Fourteen years have passed since a forest fire in the Gallipoli Historical National Park on the Gallipoli Peninsula on July 25, 1994 that devastated the forest. The fire was only brought under control after 57 hours of heroic efforts on the part of firefighters.
As noted by officials from the Çanakkale Forest Directorate, Gallipoli Historical National Park, located along the European side of the Dardanelles, not only contains traces of the tragic Battle of Gallipoli, but also hosts a number of plant and animal species.
In 1973, 33,000 hectares of the peninsula were set aside as a national park area by the Forestry Ministry. But the forest fire in 1994 destroyed the 4,049 hectares of the forest area.
The forest fire, which was reportedly sparked by a fire started by a shepherd to cook corn, was especially tragic because Çanakkale Forestry Director Talat Göktepe, who was personally directing the firefighting efforts, died while saving five fire fighters.
Following the fire, İstanbul Universitys Forestry Faculty launched a project in 1994 to reforest the fire-devastated area.

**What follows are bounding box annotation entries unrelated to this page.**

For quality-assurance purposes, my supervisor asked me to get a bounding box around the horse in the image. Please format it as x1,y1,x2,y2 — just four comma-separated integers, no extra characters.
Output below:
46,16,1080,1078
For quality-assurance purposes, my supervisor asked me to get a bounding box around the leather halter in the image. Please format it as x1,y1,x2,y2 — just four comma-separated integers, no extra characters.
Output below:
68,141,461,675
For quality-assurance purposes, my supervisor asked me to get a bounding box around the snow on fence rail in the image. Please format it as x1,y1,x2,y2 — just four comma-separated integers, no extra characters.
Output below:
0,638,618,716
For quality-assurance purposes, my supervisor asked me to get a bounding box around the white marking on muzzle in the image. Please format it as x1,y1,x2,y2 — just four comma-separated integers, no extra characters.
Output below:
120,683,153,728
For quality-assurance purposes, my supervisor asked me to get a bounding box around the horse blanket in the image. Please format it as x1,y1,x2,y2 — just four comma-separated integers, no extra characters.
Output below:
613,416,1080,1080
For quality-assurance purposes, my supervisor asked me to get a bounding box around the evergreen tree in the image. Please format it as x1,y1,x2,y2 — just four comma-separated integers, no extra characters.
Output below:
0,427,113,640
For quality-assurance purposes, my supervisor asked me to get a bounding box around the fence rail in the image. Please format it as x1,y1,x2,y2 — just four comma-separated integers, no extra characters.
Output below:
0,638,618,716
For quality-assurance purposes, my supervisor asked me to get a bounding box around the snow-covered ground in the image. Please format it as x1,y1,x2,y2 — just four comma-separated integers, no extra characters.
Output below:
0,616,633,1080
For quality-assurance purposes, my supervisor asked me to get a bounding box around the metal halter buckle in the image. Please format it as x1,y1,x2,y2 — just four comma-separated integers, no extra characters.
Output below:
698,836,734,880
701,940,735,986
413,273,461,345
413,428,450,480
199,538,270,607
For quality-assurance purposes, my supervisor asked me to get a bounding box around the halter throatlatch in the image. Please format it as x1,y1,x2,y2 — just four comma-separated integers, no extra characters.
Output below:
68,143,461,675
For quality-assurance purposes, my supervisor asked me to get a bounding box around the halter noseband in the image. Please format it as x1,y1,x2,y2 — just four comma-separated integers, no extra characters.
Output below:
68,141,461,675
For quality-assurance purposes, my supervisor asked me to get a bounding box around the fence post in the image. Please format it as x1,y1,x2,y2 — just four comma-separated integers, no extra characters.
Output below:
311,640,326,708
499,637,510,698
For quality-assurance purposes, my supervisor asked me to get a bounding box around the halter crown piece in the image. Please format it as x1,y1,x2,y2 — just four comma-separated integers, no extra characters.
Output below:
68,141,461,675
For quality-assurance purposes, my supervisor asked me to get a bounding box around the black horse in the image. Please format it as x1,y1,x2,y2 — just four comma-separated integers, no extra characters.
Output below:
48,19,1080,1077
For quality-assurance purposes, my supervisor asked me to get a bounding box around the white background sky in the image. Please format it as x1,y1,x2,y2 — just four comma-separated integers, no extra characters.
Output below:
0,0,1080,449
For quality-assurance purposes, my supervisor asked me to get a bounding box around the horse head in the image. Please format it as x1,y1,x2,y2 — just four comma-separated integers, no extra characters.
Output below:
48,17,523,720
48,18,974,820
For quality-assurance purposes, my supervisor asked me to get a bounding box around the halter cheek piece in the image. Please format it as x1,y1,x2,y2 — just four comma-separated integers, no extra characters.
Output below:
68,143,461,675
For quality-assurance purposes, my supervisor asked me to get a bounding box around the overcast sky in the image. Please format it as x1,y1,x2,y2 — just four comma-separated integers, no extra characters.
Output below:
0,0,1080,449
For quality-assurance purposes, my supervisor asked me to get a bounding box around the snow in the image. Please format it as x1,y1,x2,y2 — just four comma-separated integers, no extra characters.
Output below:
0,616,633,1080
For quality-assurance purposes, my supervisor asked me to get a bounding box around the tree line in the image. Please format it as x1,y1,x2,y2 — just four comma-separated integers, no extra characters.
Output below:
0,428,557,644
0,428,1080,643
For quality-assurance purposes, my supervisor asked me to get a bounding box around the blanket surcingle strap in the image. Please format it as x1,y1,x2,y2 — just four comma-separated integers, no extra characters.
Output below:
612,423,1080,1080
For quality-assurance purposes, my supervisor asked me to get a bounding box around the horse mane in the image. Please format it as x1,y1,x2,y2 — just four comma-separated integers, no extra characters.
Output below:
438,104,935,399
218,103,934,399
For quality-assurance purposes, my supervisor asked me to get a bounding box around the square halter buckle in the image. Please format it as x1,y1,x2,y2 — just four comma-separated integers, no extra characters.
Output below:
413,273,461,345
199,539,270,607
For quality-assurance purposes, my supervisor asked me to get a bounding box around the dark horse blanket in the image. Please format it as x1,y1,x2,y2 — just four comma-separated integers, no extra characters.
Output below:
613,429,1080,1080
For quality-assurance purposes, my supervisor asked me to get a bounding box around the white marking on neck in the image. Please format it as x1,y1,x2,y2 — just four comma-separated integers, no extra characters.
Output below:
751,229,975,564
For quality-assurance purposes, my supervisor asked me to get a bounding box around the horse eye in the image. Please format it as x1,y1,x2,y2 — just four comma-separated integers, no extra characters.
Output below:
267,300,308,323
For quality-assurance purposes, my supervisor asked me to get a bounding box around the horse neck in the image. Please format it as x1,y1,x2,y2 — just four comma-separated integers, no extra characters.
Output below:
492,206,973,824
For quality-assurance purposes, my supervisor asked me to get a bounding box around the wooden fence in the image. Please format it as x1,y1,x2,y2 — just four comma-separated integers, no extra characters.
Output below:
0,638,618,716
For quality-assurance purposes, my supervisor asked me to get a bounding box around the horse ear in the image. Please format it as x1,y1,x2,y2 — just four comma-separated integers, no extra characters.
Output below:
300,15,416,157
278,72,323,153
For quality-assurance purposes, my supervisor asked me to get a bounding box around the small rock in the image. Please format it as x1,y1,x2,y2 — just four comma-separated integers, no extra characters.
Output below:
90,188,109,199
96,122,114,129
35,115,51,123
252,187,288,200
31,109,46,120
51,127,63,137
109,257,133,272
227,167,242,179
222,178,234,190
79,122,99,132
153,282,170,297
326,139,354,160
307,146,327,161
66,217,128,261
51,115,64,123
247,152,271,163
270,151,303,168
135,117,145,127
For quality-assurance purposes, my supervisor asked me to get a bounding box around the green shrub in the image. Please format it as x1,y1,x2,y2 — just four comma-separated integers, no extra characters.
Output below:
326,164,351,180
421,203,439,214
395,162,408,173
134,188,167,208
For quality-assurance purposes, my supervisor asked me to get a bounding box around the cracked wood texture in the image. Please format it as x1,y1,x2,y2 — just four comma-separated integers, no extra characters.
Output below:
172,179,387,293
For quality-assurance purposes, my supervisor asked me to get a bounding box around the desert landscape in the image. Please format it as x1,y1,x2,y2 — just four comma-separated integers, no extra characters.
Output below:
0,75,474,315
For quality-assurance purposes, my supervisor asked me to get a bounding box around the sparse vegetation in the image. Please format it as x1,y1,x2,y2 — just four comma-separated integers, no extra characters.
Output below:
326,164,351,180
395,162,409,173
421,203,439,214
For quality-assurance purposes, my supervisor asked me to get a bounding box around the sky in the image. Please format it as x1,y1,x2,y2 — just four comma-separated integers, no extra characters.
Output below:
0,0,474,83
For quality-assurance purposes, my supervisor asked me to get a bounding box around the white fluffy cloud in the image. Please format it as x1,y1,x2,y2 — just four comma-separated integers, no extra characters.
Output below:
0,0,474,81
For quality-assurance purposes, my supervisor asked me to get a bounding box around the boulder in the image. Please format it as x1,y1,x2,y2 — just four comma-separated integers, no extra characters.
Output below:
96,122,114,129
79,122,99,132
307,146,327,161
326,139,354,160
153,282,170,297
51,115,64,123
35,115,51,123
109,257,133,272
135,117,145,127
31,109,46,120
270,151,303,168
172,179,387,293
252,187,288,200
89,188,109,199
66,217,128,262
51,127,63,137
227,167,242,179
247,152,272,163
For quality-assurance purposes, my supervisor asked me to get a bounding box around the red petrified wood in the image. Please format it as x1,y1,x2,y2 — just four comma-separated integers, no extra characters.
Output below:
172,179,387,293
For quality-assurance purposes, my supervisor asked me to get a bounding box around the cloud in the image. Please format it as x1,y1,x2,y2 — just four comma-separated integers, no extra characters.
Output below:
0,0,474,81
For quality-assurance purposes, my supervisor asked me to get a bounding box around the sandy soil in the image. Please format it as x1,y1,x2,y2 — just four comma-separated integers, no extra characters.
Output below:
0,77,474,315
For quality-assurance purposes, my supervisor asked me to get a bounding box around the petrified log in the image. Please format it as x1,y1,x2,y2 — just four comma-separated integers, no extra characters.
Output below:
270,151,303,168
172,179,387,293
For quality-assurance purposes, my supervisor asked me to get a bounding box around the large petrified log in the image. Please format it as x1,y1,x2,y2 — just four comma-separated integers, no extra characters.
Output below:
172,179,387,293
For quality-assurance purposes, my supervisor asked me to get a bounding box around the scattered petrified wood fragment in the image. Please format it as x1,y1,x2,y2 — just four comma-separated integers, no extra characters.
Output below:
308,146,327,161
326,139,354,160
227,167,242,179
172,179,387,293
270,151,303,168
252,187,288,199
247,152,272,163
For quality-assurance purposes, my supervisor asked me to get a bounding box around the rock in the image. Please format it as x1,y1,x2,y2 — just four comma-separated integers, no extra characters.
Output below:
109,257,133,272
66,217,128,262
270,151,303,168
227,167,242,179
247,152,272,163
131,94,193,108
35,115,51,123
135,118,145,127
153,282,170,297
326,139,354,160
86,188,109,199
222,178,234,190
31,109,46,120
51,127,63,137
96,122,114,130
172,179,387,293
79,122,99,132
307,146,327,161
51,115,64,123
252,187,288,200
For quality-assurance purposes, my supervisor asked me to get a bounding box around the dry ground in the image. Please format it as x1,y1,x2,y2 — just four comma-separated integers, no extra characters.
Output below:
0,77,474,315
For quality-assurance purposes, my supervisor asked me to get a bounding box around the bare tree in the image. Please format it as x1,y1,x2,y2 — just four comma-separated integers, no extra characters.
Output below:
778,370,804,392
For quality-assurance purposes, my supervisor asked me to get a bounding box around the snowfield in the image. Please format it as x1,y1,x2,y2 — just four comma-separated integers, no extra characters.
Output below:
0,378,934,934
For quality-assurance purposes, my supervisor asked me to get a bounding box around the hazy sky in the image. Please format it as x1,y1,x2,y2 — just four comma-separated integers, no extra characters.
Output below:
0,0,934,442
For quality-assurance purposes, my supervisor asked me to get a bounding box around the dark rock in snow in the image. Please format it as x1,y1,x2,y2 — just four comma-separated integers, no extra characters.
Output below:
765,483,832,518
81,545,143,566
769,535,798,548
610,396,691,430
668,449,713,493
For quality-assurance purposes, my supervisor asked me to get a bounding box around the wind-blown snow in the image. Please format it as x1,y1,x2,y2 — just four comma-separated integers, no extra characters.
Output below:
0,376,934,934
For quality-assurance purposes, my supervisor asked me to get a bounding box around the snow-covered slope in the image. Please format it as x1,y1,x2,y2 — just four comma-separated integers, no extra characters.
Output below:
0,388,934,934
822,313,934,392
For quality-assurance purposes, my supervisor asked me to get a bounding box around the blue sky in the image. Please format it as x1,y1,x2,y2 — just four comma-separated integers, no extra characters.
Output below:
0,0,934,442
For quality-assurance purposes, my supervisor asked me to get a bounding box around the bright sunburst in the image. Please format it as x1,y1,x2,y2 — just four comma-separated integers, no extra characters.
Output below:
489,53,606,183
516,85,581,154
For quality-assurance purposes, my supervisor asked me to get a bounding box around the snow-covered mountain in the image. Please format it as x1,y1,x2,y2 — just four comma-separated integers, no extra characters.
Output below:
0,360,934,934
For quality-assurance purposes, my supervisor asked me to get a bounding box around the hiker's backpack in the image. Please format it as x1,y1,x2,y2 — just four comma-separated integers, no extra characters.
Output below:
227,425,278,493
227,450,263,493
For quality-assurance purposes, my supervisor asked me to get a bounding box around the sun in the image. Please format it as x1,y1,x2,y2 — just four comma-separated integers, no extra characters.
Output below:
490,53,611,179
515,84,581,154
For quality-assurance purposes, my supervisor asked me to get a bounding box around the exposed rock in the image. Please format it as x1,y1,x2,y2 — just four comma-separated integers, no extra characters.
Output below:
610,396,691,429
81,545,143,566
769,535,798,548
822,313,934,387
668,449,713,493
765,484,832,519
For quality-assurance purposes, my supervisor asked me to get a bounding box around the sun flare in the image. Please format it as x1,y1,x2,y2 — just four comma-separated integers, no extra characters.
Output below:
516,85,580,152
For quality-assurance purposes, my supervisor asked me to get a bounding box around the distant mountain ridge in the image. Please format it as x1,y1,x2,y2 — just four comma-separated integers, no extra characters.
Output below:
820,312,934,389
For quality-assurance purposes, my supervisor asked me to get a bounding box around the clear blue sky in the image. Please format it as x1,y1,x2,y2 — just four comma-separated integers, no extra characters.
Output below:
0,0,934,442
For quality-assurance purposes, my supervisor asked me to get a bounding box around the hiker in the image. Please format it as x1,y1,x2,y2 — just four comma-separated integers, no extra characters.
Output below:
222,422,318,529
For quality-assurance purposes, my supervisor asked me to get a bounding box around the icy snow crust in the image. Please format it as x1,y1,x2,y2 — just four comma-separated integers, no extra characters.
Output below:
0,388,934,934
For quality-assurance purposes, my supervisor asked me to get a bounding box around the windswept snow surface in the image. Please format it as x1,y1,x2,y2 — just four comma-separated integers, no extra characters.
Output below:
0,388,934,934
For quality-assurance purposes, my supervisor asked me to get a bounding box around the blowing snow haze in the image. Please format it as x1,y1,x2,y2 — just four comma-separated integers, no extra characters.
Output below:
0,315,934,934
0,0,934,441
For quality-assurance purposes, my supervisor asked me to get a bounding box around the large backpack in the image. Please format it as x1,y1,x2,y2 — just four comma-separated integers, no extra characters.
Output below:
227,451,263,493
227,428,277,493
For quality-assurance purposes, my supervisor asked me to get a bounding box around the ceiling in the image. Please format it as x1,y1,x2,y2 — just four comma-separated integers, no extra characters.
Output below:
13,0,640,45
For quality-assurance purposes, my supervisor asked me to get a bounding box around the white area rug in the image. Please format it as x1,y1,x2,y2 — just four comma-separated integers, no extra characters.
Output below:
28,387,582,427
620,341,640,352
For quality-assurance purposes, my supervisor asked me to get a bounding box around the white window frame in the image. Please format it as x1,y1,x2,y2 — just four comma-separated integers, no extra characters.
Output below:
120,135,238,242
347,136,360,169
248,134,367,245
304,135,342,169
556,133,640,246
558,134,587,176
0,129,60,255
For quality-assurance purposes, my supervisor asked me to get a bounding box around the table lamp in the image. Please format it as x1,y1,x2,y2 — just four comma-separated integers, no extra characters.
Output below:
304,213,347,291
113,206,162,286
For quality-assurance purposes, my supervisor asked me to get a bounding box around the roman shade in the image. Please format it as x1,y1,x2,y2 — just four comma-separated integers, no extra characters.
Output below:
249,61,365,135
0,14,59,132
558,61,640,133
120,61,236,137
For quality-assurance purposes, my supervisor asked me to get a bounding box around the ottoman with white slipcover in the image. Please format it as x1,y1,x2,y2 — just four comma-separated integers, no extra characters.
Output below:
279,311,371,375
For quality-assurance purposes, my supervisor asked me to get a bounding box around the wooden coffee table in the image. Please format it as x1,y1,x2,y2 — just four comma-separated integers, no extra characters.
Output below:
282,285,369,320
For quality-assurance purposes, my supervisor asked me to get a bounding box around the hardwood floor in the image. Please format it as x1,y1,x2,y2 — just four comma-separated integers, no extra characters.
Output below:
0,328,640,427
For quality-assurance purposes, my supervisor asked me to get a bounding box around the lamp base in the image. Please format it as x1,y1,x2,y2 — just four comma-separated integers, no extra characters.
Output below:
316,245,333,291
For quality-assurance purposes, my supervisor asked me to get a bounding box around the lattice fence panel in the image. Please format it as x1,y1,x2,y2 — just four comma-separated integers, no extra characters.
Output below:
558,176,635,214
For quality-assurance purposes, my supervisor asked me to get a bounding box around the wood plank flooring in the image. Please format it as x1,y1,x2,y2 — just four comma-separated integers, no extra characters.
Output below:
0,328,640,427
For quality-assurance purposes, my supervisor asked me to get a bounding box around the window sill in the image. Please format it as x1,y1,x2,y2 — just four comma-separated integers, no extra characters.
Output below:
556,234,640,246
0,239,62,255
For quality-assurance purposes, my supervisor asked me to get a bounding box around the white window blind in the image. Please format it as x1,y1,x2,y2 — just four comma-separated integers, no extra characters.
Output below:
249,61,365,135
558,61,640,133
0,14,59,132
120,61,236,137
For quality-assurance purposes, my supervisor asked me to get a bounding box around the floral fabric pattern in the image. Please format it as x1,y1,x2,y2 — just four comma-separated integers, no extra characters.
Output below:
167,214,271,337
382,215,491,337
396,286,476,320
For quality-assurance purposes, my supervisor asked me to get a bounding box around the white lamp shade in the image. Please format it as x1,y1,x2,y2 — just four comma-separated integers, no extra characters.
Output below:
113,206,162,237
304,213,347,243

Under the project, about 3.7 million saplings were planted across an area measuring 3,632 hectares. These dedicated efforts have helped the region regain its former green beauty.
The Gallipoli Peninsula is visited by hundreds of thousands of Turkish citizens and foreign tourists every year as it contains historical war sites as well as the natural beauties of the Gulf of Saros.